Dichoso tú que pudiste partir el Pan de la Vida y el pan que fue tu vida.
Dichoso tú que al salir de la operación de hace dos años pudiste responder, al que te preguntaba cómo estabas, “estoy en paz”.
Dichoso tú que supiste reconocer la necesidad de recibir ayuda para las cosas de todos los días y al mismo tiempo luchaste para ser más independiente.
Dichoso tú que pudiste decir, en los últimos tiempos, “Estoy listo para irme”.
Por mi parte, le agradezco al Señor haberte conocido. Cuando yo llegué, en el 1985, tú ya estabas en Holguín y a ti y a Humberto los conocí cuando venían aquí a La Habana por uno u otro motivo. Pero en estas ocasiones pudimos conversar y entre nosotros hubo una buena confianza.
Hoy en el Evangelio Natanael le dice a Felipe: “¿De Nazaret puede salir algo bueno?” Y Felipe le responde: “Ven y verás”. Estar en tu despedida me dio la oportunidad de tocar con mano el Nazaret tuyo y de Humberto, el Nazaret de la Colorada, y apreciar todo lo bueno que se vive allí. ¡Cuánto han sido queridos, ustedes los hermanos, en su barrio, por sus amigos, por la Iglesia de Holguín! ¡Cuánta amistad con ustedes y entre las personas que su presencia allí ha hecho encontrarse y quererse en solidaridad los unos con los otros! ¡Cuanta cercanía contigo, cuánto cuidado te han proporcionado las personas amigas! Pienso en todas, pero especialmente en Chester y Melba que se han quedado en el Hospital todo el tiempo, pendientes de ti…
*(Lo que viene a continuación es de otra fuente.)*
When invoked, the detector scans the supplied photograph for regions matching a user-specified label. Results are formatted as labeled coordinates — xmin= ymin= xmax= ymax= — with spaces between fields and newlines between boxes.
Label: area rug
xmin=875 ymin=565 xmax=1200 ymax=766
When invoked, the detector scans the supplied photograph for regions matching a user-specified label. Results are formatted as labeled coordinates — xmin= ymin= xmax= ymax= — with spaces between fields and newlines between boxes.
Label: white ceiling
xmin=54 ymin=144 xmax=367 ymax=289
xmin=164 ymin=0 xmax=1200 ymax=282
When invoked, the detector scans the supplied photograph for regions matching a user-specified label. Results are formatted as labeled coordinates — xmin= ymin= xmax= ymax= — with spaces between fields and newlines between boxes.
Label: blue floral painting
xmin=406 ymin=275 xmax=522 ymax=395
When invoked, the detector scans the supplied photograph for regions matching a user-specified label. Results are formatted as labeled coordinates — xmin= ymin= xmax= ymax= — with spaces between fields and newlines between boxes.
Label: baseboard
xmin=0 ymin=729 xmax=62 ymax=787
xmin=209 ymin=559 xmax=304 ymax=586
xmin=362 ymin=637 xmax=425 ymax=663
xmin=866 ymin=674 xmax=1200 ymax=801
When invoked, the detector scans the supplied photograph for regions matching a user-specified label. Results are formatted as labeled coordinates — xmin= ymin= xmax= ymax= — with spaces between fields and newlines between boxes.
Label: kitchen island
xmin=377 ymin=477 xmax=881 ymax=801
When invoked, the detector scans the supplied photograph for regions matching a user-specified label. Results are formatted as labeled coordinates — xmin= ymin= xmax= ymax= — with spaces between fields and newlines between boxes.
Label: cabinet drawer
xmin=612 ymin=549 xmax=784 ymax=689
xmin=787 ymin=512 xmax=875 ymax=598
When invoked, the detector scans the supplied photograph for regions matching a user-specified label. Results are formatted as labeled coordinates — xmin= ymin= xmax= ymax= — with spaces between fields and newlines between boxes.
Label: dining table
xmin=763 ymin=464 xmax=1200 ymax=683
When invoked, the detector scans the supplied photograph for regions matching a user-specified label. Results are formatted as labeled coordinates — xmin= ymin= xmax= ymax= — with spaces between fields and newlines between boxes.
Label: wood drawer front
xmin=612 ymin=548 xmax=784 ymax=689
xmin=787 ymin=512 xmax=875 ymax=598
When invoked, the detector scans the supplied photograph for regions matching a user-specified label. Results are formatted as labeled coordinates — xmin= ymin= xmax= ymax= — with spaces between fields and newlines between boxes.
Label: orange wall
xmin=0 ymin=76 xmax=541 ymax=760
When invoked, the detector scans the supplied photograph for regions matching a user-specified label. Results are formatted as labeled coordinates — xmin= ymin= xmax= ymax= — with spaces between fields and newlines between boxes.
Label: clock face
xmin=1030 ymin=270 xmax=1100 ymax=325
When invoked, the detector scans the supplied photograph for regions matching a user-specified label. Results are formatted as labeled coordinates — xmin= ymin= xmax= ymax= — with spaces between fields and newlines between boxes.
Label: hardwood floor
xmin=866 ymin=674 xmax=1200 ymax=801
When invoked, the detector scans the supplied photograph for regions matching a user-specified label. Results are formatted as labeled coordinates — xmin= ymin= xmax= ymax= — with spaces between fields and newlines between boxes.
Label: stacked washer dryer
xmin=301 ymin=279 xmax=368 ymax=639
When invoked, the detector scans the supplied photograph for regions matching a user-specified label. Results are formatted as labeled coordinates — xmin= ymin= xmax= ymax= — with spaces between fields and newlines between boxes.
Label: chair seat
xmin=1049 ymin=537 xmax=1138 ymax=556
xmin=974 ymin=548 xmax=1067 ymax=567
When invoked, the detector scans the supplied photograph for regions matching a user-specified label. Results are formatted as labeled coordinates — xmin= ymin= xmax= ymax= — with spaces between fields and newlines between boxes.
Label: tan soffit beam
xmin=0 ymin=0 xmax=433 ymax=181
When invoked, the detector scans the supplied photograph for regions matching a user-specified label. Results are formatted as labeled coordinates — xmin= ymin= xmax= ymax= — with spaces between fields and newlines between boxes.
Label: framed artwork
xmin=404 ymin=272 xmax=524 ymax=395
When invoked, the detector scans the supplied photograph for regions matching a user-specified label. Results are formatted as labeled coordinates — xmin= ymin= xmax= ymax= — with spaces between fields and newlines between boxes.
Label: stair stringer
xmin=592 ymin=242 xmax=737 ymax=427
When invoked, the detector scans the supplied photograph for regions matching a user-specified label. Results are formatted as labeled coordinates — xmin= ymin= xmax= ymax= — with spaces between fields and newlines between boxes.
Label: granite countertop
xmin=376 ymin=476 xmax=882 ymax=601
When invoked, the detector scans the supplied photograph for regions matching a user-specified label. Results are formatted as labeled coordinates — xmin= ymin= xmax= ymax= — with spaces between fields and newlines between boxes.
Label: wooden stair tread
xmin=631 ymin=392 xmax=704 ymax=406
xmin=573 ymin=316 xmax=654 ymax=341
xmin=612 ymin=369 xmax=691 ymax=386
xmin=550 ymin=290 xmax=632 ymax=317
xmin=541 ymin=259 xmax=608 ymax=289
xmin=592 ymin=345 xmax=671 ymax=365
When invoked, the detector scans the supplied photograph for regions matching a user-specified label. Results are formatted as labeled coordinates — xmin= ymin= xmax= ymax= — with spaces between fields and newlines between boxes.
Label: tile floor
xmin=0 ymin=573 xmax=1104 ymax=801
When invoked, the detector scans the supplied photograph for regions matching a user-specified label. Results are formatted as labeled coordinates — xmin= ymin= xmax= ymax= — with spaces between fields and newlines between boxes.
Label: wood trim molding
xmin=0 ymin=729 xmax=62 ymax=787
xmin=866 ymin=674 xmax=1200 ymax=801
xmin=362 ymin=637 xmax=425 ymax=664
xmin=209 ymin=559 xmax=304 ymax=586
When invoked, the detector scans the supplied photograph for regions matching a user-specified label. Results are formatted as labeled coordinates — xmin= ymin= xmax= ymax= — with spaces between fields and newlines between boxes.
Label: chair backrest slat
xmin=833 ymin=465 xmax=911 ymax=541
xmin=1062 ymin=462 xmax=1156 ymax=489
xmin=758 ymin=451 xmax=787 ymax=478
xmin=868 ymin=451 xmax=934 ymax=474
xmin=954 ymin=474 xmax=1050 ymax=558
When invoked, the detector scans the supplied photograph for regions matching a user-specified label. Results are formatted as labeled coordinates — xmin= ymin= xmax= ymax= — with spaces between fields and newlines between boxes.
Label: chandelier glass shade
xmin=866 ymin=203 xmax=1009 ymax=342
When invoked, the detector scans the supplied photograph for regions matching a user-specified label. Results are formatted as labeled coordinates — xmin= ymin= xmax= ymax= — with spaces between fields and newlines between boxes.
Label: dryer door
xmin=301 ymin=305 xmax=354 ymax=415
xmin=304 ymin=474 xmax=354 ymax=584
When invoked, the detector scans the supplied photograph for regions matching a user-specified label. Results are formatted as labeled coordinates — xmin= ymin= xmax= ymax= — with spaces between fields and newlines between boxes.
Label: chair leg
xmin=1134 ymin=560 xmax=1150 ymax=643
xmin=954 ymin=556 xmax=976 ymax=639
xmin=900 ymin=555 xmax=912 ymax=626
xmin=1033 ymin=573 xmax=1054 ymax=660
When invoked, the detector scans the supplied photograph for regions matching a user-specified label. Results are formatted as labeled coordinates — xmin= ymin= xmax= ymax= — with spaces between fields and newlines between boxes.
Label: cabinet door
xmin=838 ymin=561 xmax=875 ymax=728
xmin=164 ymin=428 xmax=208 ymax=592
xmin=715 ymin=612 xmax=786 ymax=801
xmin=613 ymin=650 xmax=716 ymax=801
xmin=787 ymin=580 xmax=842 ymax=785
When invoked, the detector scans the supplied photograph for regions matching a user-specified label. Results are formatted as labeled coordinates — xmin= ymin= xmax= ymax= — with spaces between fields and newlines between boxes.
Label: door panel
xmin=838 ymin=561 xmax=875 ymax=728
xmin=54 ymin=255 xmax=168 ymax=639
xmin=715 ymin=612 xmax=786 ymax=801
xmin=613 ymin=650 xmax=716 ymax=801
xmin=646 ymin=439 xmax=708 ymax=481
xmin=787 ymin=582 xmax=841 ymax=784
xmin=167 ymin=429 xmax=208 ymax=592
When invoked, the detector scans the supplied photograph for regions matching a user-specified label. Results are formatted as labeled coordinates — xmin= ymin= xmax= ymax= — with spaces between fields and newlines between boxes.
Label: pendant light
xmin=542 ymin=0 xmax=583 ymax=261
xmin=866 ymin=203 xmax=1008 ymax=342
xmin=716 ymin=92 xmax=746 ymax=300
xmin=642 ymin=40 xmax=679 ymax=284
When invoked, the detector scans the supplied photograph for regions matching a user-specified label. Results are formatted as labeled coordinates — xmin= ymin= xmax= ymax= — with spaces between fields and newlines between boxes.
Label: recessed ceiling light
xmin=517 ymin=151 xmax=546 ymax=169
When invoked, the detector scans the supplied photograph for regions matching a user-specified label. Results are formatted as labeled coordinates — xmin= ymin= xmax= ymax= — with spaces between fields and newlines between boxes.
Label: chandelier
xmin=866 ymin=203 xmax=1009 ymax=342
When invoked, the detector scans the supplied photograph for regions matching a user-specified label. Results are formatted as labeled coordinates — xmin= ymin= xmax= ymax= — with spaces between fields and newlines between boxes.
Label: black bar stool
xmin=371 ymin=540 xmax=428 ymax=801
Desde la mañana del 31 fue un desfile de personas que te querían y venían a llorar con nosotros tu partida. Me ha conmovido el respeto y el silencio de todos: ni una música se oyó en la noche del 31, y todas las personas pasaban a saludarte, a estar un rato, algunas se quedaron horas o toda la noche. Las vecinas iban y venían preparando café para todos. Mons. Emilio estuvo presente a cada momento, al tanto de todo, previniendo dificultades, resolviendo cosas. El diálogo con los hermanos fue continuo para todos los detalles. La Misa fue sencilla, como te hubiera gustado, con mucho espacio para los testimonios. Al finalizar la celebración, el carro no había llegado y nos quedamos un rato largo a la puerta de la Iglesia, cantando y rezando sin impaciencia, como aprovechando la posibilidad de poder quedar un rato más contigo.
En el cementerio te acogió un sepulcro en el que había ya otras personas – como “uno de tantos”. El llanto inconsolable de una amiga tuya “¡Ah, mi viejito, mi viejito!” hizo de trasfondo a las palabras de Bendición del obispo… Me pareció una coronación de tu vida, dada a Dios y a su pueblo más pobre.
Enrique, tú ya has llegado… ayúdanos a ser fieles cada día a nuestro Nazaret, allí donde el Señor nos ha llamado a vivir.